In December, the Pacific Northwest National Laboratory said its researchers had turned algae into crude oil.
Mayor Jim Burke said the city has interest in bringing a pilot plant with the technology to Dixon, but would have to meet with the federal or state levels of the Environmental Protection Agency to move forward.
"This is a great concept," Burke said. "If this works, I mean, I cannot believe that the state wouldn't want to jump in on this thing and take the lead in the country."
State funding could also be needed for the city to move forward, Burke said.
Commissioner Colleen Brechon supported further discussions.
"If it weren't for the political and financial hoops that you have to jump through for stuff like this, I would be on this [quickly]," she said.
Schideman spoke to the City Council on via speakerphone, placed in front of the council table, while he controlled the presentation from his office at U of I.
The proposed system, Schideman said, begins the same as the current wastewater treatment facility by separating the liquid from the solid.
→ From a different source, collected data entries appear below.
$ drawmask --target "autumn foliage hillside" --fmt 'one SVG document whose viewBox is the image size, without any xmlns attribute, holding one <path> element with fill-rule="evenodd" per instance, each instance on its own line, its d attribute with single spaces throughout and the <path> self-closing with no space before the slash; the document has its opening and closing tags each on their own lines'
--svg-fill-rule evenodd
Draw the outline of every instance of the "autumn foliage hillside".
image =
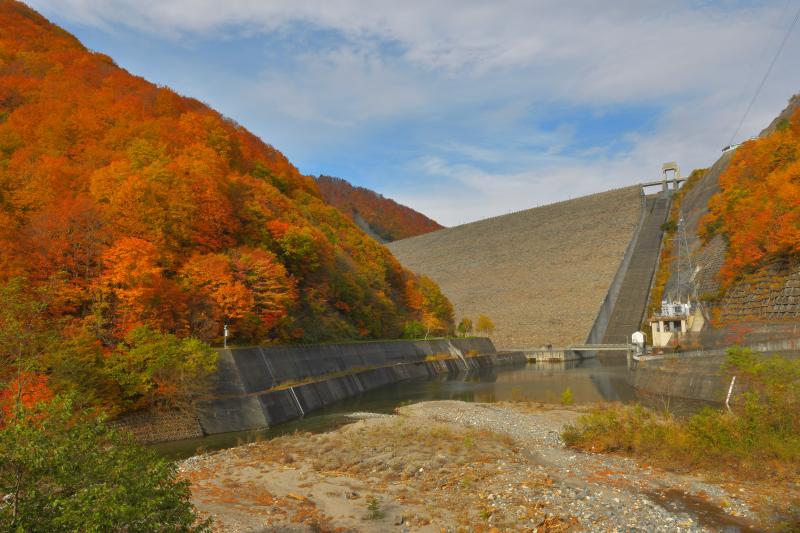
<svg viewBox="0 0 800 533">
<path fill-rule="evenodd" d="M 728 244 L 723 286 L 776 261 L 800 264 L 800 109 L 740 146 L 701 226 Z"/>
<path fill-rule="evenodd" d="M 360 218 L 384 241 L 407 239 L 443 227 L 410 207 L 364 187 L 354 187 L 341 178 L 320 176 L 317 184 L 326 202 L 354 220 Z"/>
<path fill-rule="evenodd" d="M 40 303 L 62 344 L 82 339 L 91 353 L 72 367 L 105 365 L 106 385 L 129 372 L 109 370 L 109 354 L 152 362 L 161 352 L 136 350 L 220 342 L 225 323 L 236 343 L 394 338 L 417 321 L 452 327 L 438 287 L 326 204 L 280 152 L 8 0 L 0 282 L 20 308 Z M 168 381 L 152 371 L 147 379 Z"/>
</svg>

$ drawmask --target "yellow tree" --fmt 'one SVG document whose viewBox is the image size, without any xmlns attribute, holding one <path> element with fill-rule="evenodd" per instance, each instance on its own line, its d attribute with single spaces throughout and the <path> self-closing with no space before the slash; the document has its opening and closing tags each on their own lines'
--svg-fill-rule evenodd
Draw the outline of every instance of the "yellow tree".
<svg viewBox="0 0 800 533">
<path fill-rule="evenodd" d="M 485 333 L 487 337 L 491 337 L 492 333 L 494 333 L 494 322 L 488 316 L 480 315 L 475 323 L 475 330 L 478 333 Z"/>
</svg>

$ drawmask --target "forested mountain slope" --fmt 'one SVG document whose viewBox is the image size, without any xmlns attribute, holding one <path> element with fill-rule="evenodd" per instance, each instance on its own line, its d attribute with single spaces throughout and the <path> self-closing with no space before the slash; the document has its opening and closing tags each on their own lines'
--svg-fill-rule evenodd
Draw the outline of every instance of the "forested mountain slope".
<svg viewBox="0 0 800 533">
<path fill-rule="evenodd" d="M 320 176 L 317 184 L 326 202 L 383 242 L 407 239 L 443 227 L 410 207 L 364 187 L 354 187 L 341 178 Z"/>
<path fill-rule="evenodd" d="M 227 323 L 238 343 L 308 342 L 398 337 L 410 321 L 441 332 L 452 320 L 434 283 L 279 151 L 9 0 L 0 283 L 35 302 L 62 343 L 82 339 L 93 363 L 81 368 L 136 345 L 142 327 L 219 341 Z"/>
<path fill-rule="evenodd" d="M 724 153 L 681 196 L 673 218 L 685 220 L 695 266 L 691 288 L 713 325 L 796 320 L 800 98 L 793 97 L 758 138 Z M 671 251 L 677 257 L 677 249 Z M 677 291 L 679 265 L 673 259 L 668 266 L 667 293 Z"/>
</svg>

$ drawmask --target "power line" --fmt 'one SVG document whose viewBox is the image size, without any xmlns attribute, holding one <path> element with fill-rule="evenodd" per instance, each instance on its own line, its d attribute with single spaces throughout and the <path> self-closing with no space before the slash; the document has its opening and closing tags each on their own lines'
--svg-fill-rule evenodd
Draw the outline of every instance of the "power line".
<svg viewBox="0 0 800 533">
<path fill-rule="evenodd" d="M 777 63 L 778 57 L 781 55 L 781 52 L 783 51 L 783 47 L 786 45 L 786 41 L 789 40 L 789 36 L 792 34 L 792 30 L 794 30 L 794 27 L 797 24 L 797 20 L 798 19 L 800 19 L 800 7 L 797 9 L 797 13 L 795 13 L 794 19 L 792 19 L 792 23 L 789 25 L 789 29 L 786 30 L 786 35 L 783 36 L 783 40 L 781 41 L 781 45 L 778 47 L 778 51 L 775 52 L 775 56 L 772 58 L 772 62 L 769 64 L 769 68 L 767 69 L 767 72 L 765 72 L 764 73 L 764 77 L 761 78 L 761 83 L 759 83 L 758 89 L 756 89 L 756 92 L 753 95 L 753 98 L 750 100 L 750 103 L 747 105 L 747 109 L 745 110 L 744 115 L 742 115 L 742 120 L 739 121 L 739 125 L 736 126 L 736 131 L 734 131 L 733 135 L 731 135 L 731 142 L 728 143 L 729 145 L 733 144 L 734 139 L 736 139 L 736 136 L 739 135 L 739 130 L 742 129 L 742 125 L 744 124 L 744 121 L 747 118 L 747 115 L 750 113 L 750 109 L 753 107 L 753 104 L 756 102 L 756 99 L 758 98 L 758 95 L 761 93 L 761 89 L 763 89 L 764 88 L 764 84 L 767 83 L 767 78 L 769 78 L 770 73 L 772 73 L 772 68 L 775 66 L 775 63 Z"/>
</svg>

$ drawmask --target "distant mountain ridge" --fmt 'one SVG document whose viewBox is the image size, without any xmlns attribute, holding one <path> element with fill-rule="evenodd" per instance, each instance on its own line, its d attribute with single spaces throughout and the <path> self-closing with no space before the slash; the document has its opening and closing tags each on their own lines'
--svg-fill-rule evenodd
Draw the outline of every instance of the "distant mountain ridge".
<svg viewBox="0 0 800 533">
<path fill-rule="evenodd" d="M 342 178 L 319 176 L 317 185 L 326 203 L 345 213 L 380 242 L 407 239 L 444 228 L 410 207 L 370 189 L 356 187 Z"/>
</svg>

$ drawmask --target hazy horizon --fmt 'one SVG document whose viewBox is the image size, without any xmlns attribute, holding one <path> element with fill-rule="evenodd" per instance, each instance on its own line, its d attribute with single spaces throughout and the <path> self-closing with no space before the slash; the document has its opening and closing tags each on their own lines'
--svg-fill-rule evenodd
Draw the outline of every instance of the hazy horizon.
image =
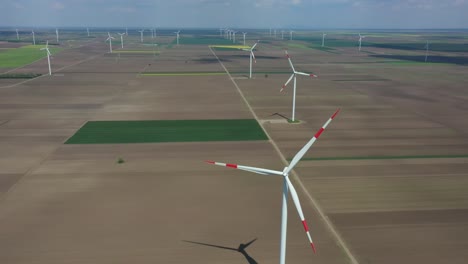
<svg viewBox="0 0 468 264">
<path fill-rule="evenodd" d="M 468 0 L 6 0 L 2 27 L 466 29 Z"/>
</svg>

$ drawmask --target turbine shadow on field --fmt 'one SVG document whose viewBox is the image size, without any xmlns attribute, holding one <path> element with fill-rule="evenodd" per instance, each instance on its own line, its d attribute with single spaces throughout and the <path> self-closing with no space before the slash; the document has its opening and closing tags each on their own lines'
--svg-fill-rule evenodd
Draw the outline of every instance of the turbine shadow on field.
<svg viewBox="0 0 468 264">
<path fill-rule="evenodd" d="M 237 248 L 231 248 L 231 247 L 224 247 L 224 246 L 219 246 L 219 245 L 213 245 L 213 244 L 207 244 L 207 243 L 201 243 L 201 242 L 196 242 L 196 241 L 189 241 L 189 240 L 182 240 L 183 242 L 186 243 L 192 243 L 192 244 L 197 244 L 197 245 L 202 245 L 202 246 L 207 246 L 207 247 L 214 247 L 214 248 L 220 248 L 220 249 L 225 249 L 225 250 L 231 250 L 231 251 L 237 251 L 241 253 L 244 258 L 247 260 L 249 264 L 258 264 L 257 261 L 252 258 L 249 253 L 247 253 L 246 248 L 250 246 L 253 242 L 255 242 L 257 238 L 252 239 L 246 244 L 241 243 L 239 247 Z"/>
<path fill-rule="evenodd" d="M 286 117 L 285 115 L 282 115 L 282 114 L 280 114 L 280 113 L 274 113 L 274 114 L 272 114 L 272 115 L 270 115 L 270 116 L 275 116 L 275 115 L 277 115 L 277 116 L 279 116 L 279 117 L 282 117 L 282 118 L 286 119 L 287 121 L 290 121 L 290 120 L 291 120 L 291 119 L 289 119 L 289 117 Z"/>
</svg>

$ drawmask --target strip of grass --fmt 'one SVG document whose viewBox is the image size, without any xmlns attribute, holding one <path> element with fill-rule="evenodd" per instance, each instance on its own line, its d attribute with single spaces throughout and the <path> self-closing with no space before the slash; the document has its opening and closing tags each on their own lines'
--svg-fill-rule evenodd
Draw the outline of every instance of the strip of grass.
<svg viewBox="0 0 468 264">
<path fill-rule="evenodd" d="M 267 140 L 254 119 L 90 121 L 65 144 Z"/>
<path fill-rule="evenodd" d="M 466 155 L 414 155 L 414 156 L 356 156 L 356 157 L 317 157 L 303 158 L 302 160 L 389 160 L 389 159 L 450 159 L 450 158 L 468 158 Z M 288 159 L 289 161 L 292 158 Z"/>
<path fill-rule="evenodd" d="M 44 47 L 45 45 L 27 45 L 16 49 L 0 51 L 0 68 L 17 68 L 44 58 L 46 57 L 46 52 L 41 50 Z M 49 50 L 54 54 L 60 48 L 49 45 Z"/>
</svg>

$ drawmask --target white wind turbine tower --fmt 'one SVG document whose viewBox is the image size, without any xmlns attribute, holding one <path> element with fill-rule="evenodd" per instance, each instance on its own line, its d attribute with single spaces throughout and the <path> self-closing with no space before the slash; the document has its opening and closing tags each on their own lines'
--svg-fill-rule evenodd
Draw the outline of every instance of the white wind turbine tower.
<svg viewBox="0 0 468 264">
<path fill-rule="evenodd" d="M 275 29 L 275 31 L 274 31 L 274 32 L 275 32 L 275 38 L 276 38 L 276 29 Z"/>
<path fill-rule="evenodd" d="M 258 44 L 258 42 L 255 43 L 255 44 L 252 46 L 252 48 L 250 48 L 250 49 L 242 49 L 242 50 L 244 50 L 244 51 L 250 52 L 250 71 L 249 71 L 249 79 L 252 79 L 252 60 L 253 60 L 255 63 L 257 63 L 257 60 L 255 59 L 255 54 L 254 54 L 254 52 L 253 52 L 254 49 L 255 49 L 255 47 L 257 46 L 257 44 Z"/>
<path fill-rule="evenodd" d="M 293 40 L 293 32 L 292 30 L 289 31 L 289 40 Z"/>
<path fill-rule="evenodd" d="M 143 32 L 145 32 L 145 30 L 142 29 L 142 30 L 140 30 L 138 32 L 140 32 L 140 41 L 143 42 Z"/>
<path fill-rule="evenodd" d="M 119 34 L 120 36 L 120 44 L 122 44 L 122 49 L 123 49 L 123 36 L 125 35 L 125 33 L 117 33 Z"/>
<path fill-rule="evenodd" d="M 325 36 L 326 36 L 326 35 L 327 35 L 327 34 L 322 33 L 322 47 L 325 47 Z"/>
<path fill-rule="evenodd" d="M 179 35 L 180 35 L 180 30 L 179 30 L 179 31 L 176 31 L 176 32 L 174 32 L 174 33 L 177 35 L 177 36 L 176 36 L 176 38 L 177 38 L 177 46 L 179 46 Z"/>
<path fill-rule="evenodd" d="M 245 46 L 245 35 L 247 35 L 247 32 L 242 32 L 242 35 L 244 35 L 244 46 Z"/>
<path fill-rule="evenodd" d="M 36 45 L 36 35 L 34 34 L 34 30 L 31 30 L 31 34 L 33 37 L 33 45 Z"/>
<path fill-rule="evenodd" d="M 236 43 L 236 33 L 237 31 L 232 31 L 232 34 L 233 34 L 232 43 Z"/>
<path fill-rule="evenodd" d="M 151 30 L 151 38 L 153 39 L 154 38 L 154 29 L 150 29 Z"/>
<path fill-rule="evenodd" d="M 310 246 L 312 247 L 312 250 L 314 253 L 316 252 L 315 250 L 315 245 L 314 242 L 312 241 L 312 237 L 310 236 L 309 232 L 309 227 L 307 225 L 307 222 L 304 217 L 304 213 L 302 212 L 302 207 L 301 203 L 299 201 L 299 196 L 297 195 L 297 191 L 294 188 L 294 185 L 292 184 L 291 180 L 289 179 L 289 173 L 292 171 L 292 169 L 297 165 L 297 163 L 302 159 L 302 157 L 307 153 L 307 151 L 312 147 L 312 145 L 315 143 L 315 141 L 320 137 L 322 132 L 327 128 L 327 126 L 330 124 L 330 122 L 336 117 L 340 110 L 338 109 L 329 119 L 325 124 L 320 128 L 317 133 L 305 144 L 299 152 L 294 156 L 292 159 L 291 163 L 289 163 L 289 166 L 284 167 L 282 171 L 276 171 L 276 170 L 270 170 L 270 169 L 263 169 L 263 168 L 257 168 L 257 167 L 250 167 L 250 166 L 244 166 L 244 165 L 238 165 L 238 164 L 229 164 L 229 163 L 221 163 L 221 162 L 216 162 L 216 161 L 206 161 L 209 164 L 213 165 L 218 165 L 218 166 L 223 166 L 223 167 L 228 167 L 228 168 L 233 168 L 233 169 L 238 169 L 238 170 L 244 170 L 248 172 L 253 172 L 261 175 L 275 175 L 275 176 L 281 176 L 283 177 L 283 199 L 282 199 L 282 209 L 281 209 L 281 242 L 280 242 L 280 264 L 285 264 L 286 263 L 286 237 L 287 237 L 287 221 L 288 221 L 288 192 L 291 193 L 291 198 L 294 202 L 294 205 L 296 206 L 297 213 L 299 214 L 299 218 L 301 219 L 302 226 L 304 227 L 305 233 L 307 235 L 307 238 L 310 242 Z"/>
<path fill-rule="evenodd" d="M 58 31 L 58 28 L 55 29 L 55 36 L 57 37 L 57 43 L 59 43 L 59 31 Z"/>
<path fill-rule="evenodd" d="M 296 117 L 296 75 L 299 74 L 299 75 L 310 76 L 310 77 L 314 77 L 314 78 L 317 78 L 317 75 L 312 74 L 312 73 L 309 74 L 309 73 L 296 71 L 296 69 L 294 68 L 294 65 L 292 64 L 291 57 L 289 56 L 288 51 L 285 50 L 285 53 L 286 53 L 286 58 L 288 58 L 289 65 L 291 66 L 291 69 L 292 69 L 293 73 L 291 74 L 291 77 L 289 77 L 288 81 L 283 85 L 280 92 L 282 92 L 284 90 L 284 88 L 286 88 L 286 86 L 291 82 L 291 80 L 294 79 L 292 119 L 291 119 L 294 122 L 294 121 L 296 121 L 296 119 L 295 119 L 295 117 Z"/>
<path fill-rule="evenodd" d="M 177 46 L 179 46 L 179 34 L 180 34 L 180 30 L 179 31 L 176 31 L 174 32 L 175 34 L 177 34 Z"/>
<path fill-rule="evenodd" d="M 284 39 L 284 30 L 281 30 L 281 39 Z"/>
<path fill-rule="evenodd" d="M 427 55 L 429 53 L 429 40 L 426 40 L 426 57 L 424 58 L 424 62 L 427 62 Z"/>
<path fill-rule="evenodd" d="M 19 33 L 18 33 L 18 29 L 16 29 L 16 40 L 19 40 Z"/>
<path fill-rule="evenodd" d="M 109 52 L 112 53 L 112 40 L 115 39 L 115 38 L 112 37 L 112 36 L 110 35 L 109 32 L 107 32 L 107 35 L 109 36 L 109 37 L 106 39 L 106 41 L 109 41 Z"/>
<path fill-rule="evenodd" d="M 366 36 L 362 36 L 361 33 L 359 33 L 359 51 L 361 51 L 361 43 L 362 39 L 365 38 Z"/>
<path fill-rule="evenodd" d="M 47 52 L 47 62 L 49 63 L 49 75 L 52 75 L 52 70 L 50 68 L 50 51 L 49 51 L 49 41 L 46 42 L 46 46 L 41 50 L 45 50 Z"/>
<path fill-rule="evenodd" d="M 89 37 L 89 28 L 86 28 L 86 32 L 88 33 L 88 37 Z"/>
</svg>

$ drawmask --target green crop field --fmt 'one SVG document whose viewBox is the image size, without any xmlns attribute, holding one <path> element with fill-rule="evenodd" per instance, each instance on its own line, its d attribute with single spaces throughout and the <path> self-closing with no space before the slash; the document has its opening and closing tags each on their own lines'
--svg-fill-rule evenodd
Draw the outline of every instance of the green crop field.
<svg viewBox="0 0 468 264">
<path fill-rule="evenodd" d="M 17 68 L 41 58 L 46 57 L 46 52 L 40 50 L 45 45 L 27 45 L 20 48 L 0 50 L 0 68 Z M 57 53 L 60 48 L 49 45 L 52 54 Z"/>
<path fill-rule="evenodd" d="M 267 140 L 254 119 L 90 121 L 65 144 Z"/>
</svg>

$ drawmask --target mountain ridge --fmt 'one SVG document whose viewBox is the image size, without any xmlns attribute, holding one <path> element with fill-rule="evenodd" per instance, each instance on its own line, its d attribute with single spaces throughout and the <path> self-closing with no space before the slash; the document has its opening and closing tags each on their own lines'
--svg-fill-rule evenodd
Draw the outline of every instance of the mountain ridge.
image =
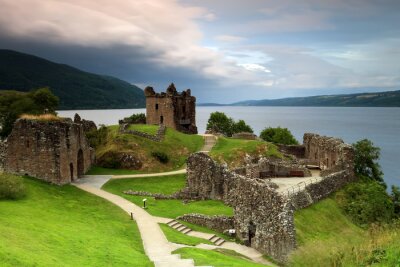
<svg viewBox="0 0 400 267">
<path fill-rule="evenodd" d="M 400 90 L 244 100 L 231 104 L 199 103 L 198 106 L 400 107 Z"/>
<path fill-rule="evenodd" d="M 143 108 L 142 89 L 118 78 L 82 71 L 67 64 L 0 49 L 0 93 L 49 87 L 59 109 Z"/>
</svg>

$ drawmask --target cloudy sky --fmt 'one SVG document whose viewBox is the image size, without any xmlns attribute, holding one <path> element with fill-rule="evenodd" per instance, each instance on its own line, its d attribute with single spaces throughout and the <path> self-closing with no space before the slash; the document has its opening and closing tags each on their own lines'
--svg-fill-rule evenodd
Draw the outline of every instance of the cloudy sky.
<svg viewBox="0 0 400 267">
<path fill-rule="evenodd" d="M 198 102 L 400 89 L 399 0 L 0 0 L 0 48 Z"/>
</svg>

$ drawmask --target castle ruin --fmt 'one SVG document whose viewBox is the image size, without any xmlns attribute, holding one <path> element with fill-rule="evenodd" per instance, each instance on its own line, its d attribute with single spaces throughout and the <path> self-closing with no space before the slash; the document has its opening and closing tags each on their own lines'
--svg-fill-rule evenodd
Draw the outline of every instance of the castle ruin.
<svg viewBox="0 0 400 267">
<path fill-rule="evenodd" d="M 58 185 L 83 176 L 94 161 L 83 124 L 69 119 L 19 119 L 3 147 L 4 171 Z"/>
<path fill-rule="evenodd" d="M 147 124 L 163 124 L 183 133 L 197 134 L 196 98 L 190 89 L 178 93 L 171 83 L 165 93 L 155 93 L 148 86 L 144 94 Z"/>
<path fill-rule="evenodd" d="M 353 148 L 340 139 L 305 134 L 302 146 L 288 149 L 299 154 L 304 164 L 318 164 L 323 170 L 321 177 L 297 186 L 297 190 L 280 190 L 276 183 L 260 179 L 259 173 L 254 177 L 240 175 L 204 153 L 195 153 L 187 161 L 186 187 L 179 194 L 221 200 L 233 207 L 236 236 L 248 246 L 285 262 L 297 246 L 294 211 L 326 198 L 355 179 Z M 264 162 L 258 166 L 259 172 L 271 169 Z M 206 222 L 208 217 L 201 219 L 196 220 L 204 225 L 213 223 Z"/>
</svg>

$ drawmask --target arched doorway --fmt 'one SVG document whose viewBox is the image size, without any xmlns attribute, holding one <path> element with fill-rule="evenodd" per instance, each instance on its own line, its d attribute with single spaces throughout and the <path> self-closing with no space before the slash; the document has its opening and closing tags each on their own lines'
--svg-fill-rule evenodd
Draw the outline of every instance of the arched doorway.
<svg viewBox="0 0 400 267">
<path fill-rule="evenodd" d="M 82 149 L 79 149 L 78 151 L 78 167 L 77 167 L 77 171 L 78 171 L 78 177 L 82 177 L 85 174 L 85 161 L 83 159 L 83 151 Z"/>
<path fill-rule="evenodd" d="M 74 165 L 72 163 L 69 164 L 69 173 L 71 176 L 71 182 L 74 180 Z"/>
</svg>

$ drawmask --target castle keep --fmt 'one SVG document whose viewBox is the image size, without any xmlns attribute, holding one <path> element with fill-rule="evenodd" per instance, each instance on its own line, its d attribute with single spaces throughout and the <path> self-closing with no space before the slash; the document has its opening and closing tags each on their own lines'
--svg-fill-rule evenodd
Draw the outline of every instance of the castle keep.
<svg viewBox="0 0 400 267">
<path fill-rule="evenodd" d="M 89 170 L 94 151 L 83 124 L 19 119 L 6 141 L 4 170 L 67 184 Z"/>
<path fill-rule="evenodd" d="M 144 94 L 147 124 L 163 124 L 183 133 L 197 134 L 196 98 L 190 89 L 178 93 L 171 83 L 165 93 L 155 93 L 148 86 Z"/>
</svg>

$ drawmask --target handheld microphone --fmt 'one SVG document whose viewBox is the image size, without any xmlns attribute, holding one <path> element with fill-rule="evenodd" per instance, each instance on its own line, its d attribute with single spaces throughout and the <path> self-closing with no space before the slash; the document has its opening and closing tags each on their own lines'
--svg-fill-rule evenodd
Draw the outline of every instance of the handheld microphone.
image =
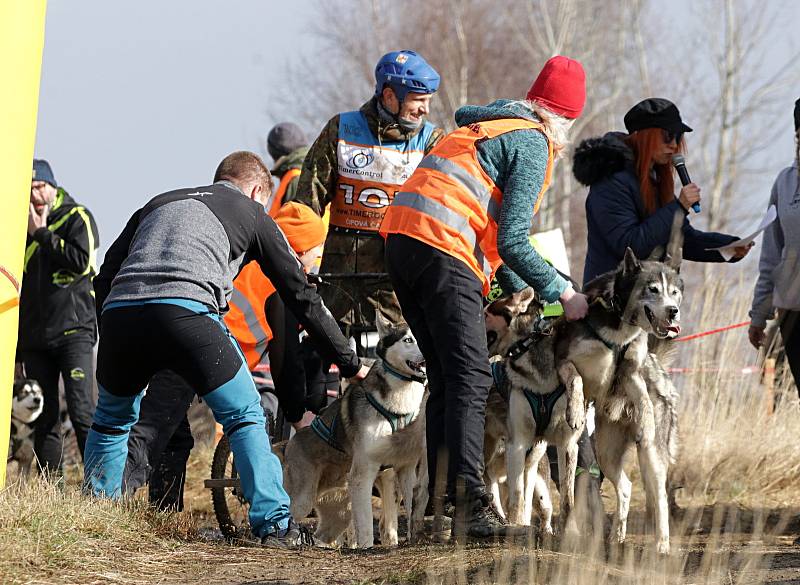
<svg viewBox="0 0 800 585">
<path fill-rule="evenodd" d="M 686 170 L 686 160 L 683 158 L 682 154 L 673 154 L 672 155 L 672 166 L 675 167 L 675 170 L 678 171 L 678 176 L 681 179 L 681 185 L 684 187 L 692 182 L 689 178 L 689 171 Z M 700 213 L 700 202 L 692 204 L 692 209 L 695 213 Z"/>
</svg>

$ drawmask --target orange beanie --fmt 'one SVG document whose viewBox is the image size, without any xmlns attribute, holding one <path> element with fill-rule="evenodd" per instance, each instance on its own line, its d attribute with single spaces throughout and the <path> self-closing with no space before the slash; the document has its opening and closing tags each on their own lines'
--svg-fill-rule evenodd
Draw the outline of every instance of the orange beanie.
<svg viewBox="0 0 800 585">
<path fill-rule="evenodd" d="M 314 210 L 295 201 L 281 205 L 275 214 L 275 223 L 286 234 L 289 245 L 298 254 L 324 243 L 328 232 L 322 218 Z"/>
</svg>

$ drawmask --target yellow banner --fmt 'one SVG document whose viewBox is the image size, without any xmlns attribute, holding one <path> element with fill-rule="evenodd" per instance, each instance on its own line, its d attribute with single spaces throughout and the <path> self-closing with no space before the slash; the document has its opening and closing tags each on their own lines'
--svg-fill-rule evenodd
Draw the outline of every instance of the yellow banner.
<svg viewBox="0 0 800 585">
<path fill-rule="evenodd" d="M 0 0 L 0 486 L 11 422 L 46 0 Z"/>
</svg>

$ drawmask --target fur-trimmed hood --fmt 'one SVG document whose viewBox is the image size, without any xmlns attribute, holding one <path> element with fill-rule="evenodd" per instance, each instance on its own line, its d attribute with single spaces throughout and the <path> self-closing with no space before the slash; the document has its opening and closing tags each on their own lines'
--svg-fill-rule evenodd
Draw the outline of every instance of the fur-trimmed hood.
<svg viewBox="0 0 800 585">
<path fill-rule="evenodd" d="M 572 158 L 575 178 L 588 187 L 631 166 L 633 151 L 624 142 L 626 136 L 623 132 L 609 132 L 583 140 Z"/>
</svg>

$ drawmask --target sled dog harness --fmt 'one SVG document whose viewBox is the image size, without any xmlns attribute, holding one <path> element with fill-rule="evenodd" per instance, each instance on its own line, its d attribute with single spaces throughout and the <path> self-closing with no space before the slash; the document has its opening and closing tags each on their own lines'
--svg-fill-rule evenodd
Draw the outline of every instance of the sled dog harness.
<svg viewBox="0 0 800 585">
<path fill-rule="evenodd" d="M 410 412 L 408 414 L 397 414 L 395 412 L 386 410 L 386 407 L 378 402 L 377 398 L 375 398 L 370 392 L 365 392 L 364 396 L 367 397 L 367 402 L 372 405 L 372 408 L 377 410 L 383 418 L 389 421 L 389 425 L 392 427 L 392 434 L 406 428 L 417 417 L 418 411 Z"/>
<path fill-rule="evenodd" d="M 535 394 L 529 388 L 522 389 L 522 393 L 531 407 L 533 420 L 536 423 L 535 436 L 541 437 L 544 435 L 544 431 L 550 425 L 550 419 L 553 417 L 553 407 L 566 390 L 567 387 L 564 384 L 559 384 L 558 388 L 547 394 Z"/>
<path fill-rule="evenodd" d="M 342 449 L 341 445 L 339 445 L 339 442 L 336 440 L 336 427 L 338 425 L 339 413 L 336 413 L 336 415 L 333 417 L 331 426 L 329 427 L 325 425 L 325 422 L 322 420 L 321 416 L 317 416 L 311 421 L 311 430 L 313 430 L 317 436 L 325 441 L 328 445 L 337 451 L 345 453 L 346 451 Z"/>
</svg>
It then uses a process called hydrothermal liquefaction.
"Basically, [you're] pressure cooking those solids, and you can convert them to biocrude oil," Schideman said, "following the same process that Mother Nature went through to make petroleum in the first place."
Additionally, at the point in the a regular wastewater treatment facility when the water would be aerated, which Schideman said uses a lot of energy, a change in the system can produce algae.
"If we add sunlight and [carbon dioxide], instead of adding oxygen with the conventional wastewater treatment process, we can grow algae," he said. "That algae can be separated, and it can be brought back and turned into oil as well, through the hydrothermal liquefaction process."
Schideman used Champaign-Urbana, populated by about 120,000 people, to put into perspective the impact the technology could have.
Champaign-Urbana's population produces about 20 tons of dry biowaste every day, Schideman said, and if that was converted into algae, it would come to about 60 to 200 dry tons a day.
"And then if that were converted into oil, that would be about 150 to 800 barrels of oil a day," he said. "... That's not quite the full oil use of Champaign-Urbana on a daily basis, but I can tell you that the value of that oil is greater than the entire city budget for Urbana, if you were to produce that each and every day."